Une fois avoir épousseté ses vêtements il sembla se concentrer et eu un air ravi. Il leva une seule main cette fois ci vers le ciel. Il ferma les yeux, il semblait patienter, mais préparait en réalité sa prochaine attaque. Le ciel était bleu, parfait, un grand soleil couvrait la région et pourtant, en quelques minutes, il changea. Des nuages arrivèrent de l'horizon, se déplaçant très rapidement, comme déplacé par une force inconnue. Ils étaient noirs, chargés d'électricité. Ils émirent les grondements sourds du tonnerre, mais pas un seul éclair ne vint frapper le sol. Le centre des nuages s'obscurcit de plus en plus, juste au dessus du milieu de la pleine détruite. Des éclairs commencèrent à zébrer le ciel, glissant sur les nuages tels de longs serpents de lumière, ils se dirigeaient tous vers le centre des nuages. Après cinq minutes de concentration, l'ermite ouvrit les yeux, et tout en abaissant violemment son bras annonça.

- Lightning Column !

Spoiler:
 

Soudain, un immense éclair, parfaitement cylindrique frappa le sol. Le choc créa un souffle puissant, mais faible en comparaison avec l‘attaque précédente. La lumière de l‘attaque envahit toute la zone et produisit un coup de tonnerre absolument ahurissant. Puis lentement, l‘éclair se dissipa et déjà dans le ciel les nuages s‘estompaient lentement. Au centre de la plaine, un trou béant avait été creusé par l‘éclair, on ne voyait même pas le fond de l‘ouverture béante. L‘ermite qui avait cette fois ci prévu de se tenir à l‘écart s‘approcha du bord, et regardant dans le fond il reprit son souffle. Ces toutes puissantes attaques l‘avait tout simplement épuisé, mais il lui restait juste assez d‘énergie pour en tester une dernière. Il recula à bonne distance du gouffre et prit encore un moment pour reprendre son souffle. Puis, ses bras se pliant sur le coté, les jambes légèrement, arquées, il se mit à crier. Le long de ses épaules, des flammes apparurent, et glissèrent le long de son corps pour toucher le sol. Le feu s‘étendit en cercle autour de lui avant de s‘élever dans les airs, prenant une forme plus précise.

- Fire Hölle !

Spoiler:
 

A ces mots, les flammes s‘unifièrent pour former une gigantesque géode feu au dessus de l‘ermite qu‘il tenait simplement dans paume.

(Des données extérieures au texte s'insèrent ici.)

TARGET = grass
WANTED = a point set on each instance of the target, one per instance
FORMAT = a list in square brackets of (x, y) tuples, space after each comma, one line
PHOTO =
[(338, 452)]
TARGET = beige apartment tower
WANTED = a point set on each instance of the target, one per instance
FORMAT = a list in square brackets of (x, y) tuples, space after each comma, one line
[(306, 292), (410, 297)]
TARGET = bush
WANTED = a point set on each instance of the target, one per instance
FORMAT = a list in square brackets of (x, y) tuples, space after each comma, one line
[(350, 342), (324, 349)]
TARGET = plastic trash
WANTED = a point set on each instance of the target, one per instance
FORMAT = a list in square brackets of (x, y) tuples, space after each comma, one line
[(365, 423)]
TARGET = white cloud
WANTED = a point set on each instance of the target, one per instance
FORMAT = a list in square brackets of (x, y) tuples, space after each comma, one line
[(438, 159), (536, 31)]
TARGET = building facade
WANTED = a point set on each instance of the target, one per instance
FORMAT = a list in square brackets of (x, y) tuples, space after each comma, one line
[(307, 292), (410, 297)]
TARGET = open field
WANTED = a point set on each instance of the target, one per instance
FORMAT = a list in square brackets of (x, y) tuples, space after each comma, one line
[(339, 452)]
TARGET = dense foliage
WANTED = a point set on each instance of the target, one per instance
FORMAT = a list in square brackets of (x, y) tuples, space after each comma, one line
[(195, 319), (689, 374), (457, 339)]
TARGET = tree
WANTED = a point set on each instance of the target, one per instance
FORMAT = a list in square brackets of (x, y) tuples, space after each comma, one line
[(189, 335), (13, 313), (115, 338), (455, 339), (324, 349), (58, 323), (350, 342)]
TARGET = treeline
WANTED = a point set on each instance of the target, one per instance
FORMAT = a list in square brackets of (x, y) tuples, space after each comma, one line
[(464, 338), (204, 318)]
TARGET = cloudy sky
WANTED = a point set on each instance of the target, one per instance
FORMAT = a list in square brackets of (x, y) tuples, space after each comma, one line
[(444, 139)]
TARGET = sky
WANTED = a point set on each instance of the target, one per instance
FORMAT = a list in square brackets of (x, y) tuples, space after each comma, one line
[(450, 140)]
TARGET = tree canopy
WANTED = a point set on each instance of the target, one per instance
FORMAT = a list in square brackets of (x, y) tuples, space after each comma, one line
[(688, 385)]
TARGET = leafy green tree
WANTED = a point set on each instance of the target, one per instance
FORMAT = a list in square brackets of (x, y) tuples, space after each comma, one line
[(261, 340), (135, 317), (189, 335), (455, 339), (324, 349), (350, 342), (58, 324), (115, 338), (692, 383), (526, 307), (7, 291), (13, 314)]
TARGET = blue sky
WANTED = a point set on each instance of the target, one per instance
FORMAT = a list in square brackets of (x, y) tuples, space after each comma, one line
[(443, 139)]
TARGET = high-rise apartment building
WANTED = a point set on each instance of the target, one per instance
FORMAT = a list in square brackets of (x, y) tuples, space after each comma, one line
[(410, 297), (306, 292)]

Dans un cri il l‘envoya devant lui, et le carnage fut complet. L‘explosion fut aussi impressionnante que les précédentes, les flammes chargées en magie achevèrent d‘anéantir les alentours. L‘explosion propagea un souffle chaud sur une très longue distance qui eu pour effet de flétrir la végétation, même éloignée de l‘épicentre. Au centre, un cratère avait été creusé, et un peu partout des brasiers brulaient allègrement sur ce qui restait d‘arbres morts. Non loin de là, l‘ermite se tenait toujours debout, les bras ballants, le regard un peu vide, la bouche ouverte et transpirant. Il tituba soudainement et tomba couché au sol les bras tendus. Mais il parti dans un grand rire. Ce qu‘il venait d‘accomplir n‘était pas rien, ces quatre attaques étaient parmi ses plus puissantes. Il y avait laissé toute son énergie mais il se savait désormais capable de les lancer de nouveau.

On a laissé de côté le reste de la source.